Judge upholds TRPA regional plan for Lake Tahoe
A federal judge in Sacramento on Monday ruled in favor of the Tahoe Regional Planning Agency and its regional plan update for the Lake Tahoe Basin.
U.S. District Judge John A. Mendez’s decision upholds the plan and dismisses a lawsuit filed against it by Sierra Club and Friends of the West Shore.
The groups filed their lawsuit after the bistate TRPA adopted the plan in December 2012. The lawsuit alleged that the plan fails to protect Lake Tahoe’s sensitive environment and allows too much development in the basin.
None of the arguments swayed Mendez to overturn the plan, which was years in the making and updates a 1987 regional plan.

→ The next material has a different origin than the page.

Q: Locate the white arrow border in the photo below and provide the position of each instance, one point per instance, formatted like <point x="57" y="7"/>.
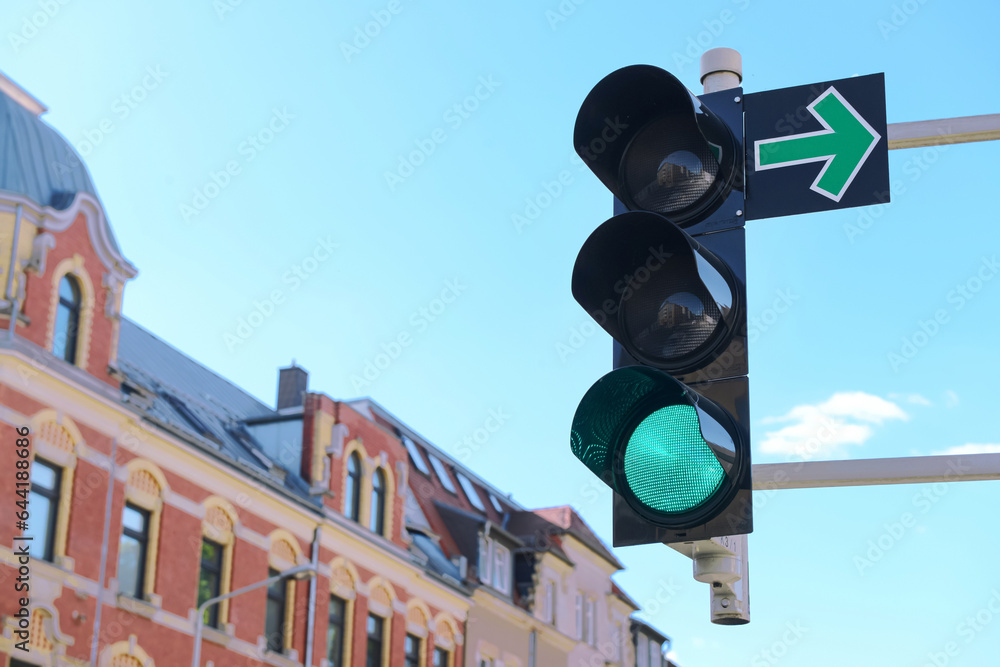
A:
<point x="876" y="137"/>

“This encouraging decision could not have come at a more critical time for Lake Tahoe,” Joanne Marchetta, executive director of TRPA, said in a formal statement after the court ruling. “The pace of environmental restoration will accelerate under the new plan with more opportunities for healthy, sustainable communities.”
While TRPA cheered the court’s decision, the two environmental groups repeated their arguments, calling it a “death blow” to Lake Tahoe that discards long-standing protections.
“The new TRPA plan assures us that we are going to be overpopulated with thousands of new condos, traffic jams awaiting promised transit systems, new roads, more cars, plummeting summer clarity and the end of Tahoe as we have known it,” said Laurel Ames, of the Tahoe Area Sierra Club.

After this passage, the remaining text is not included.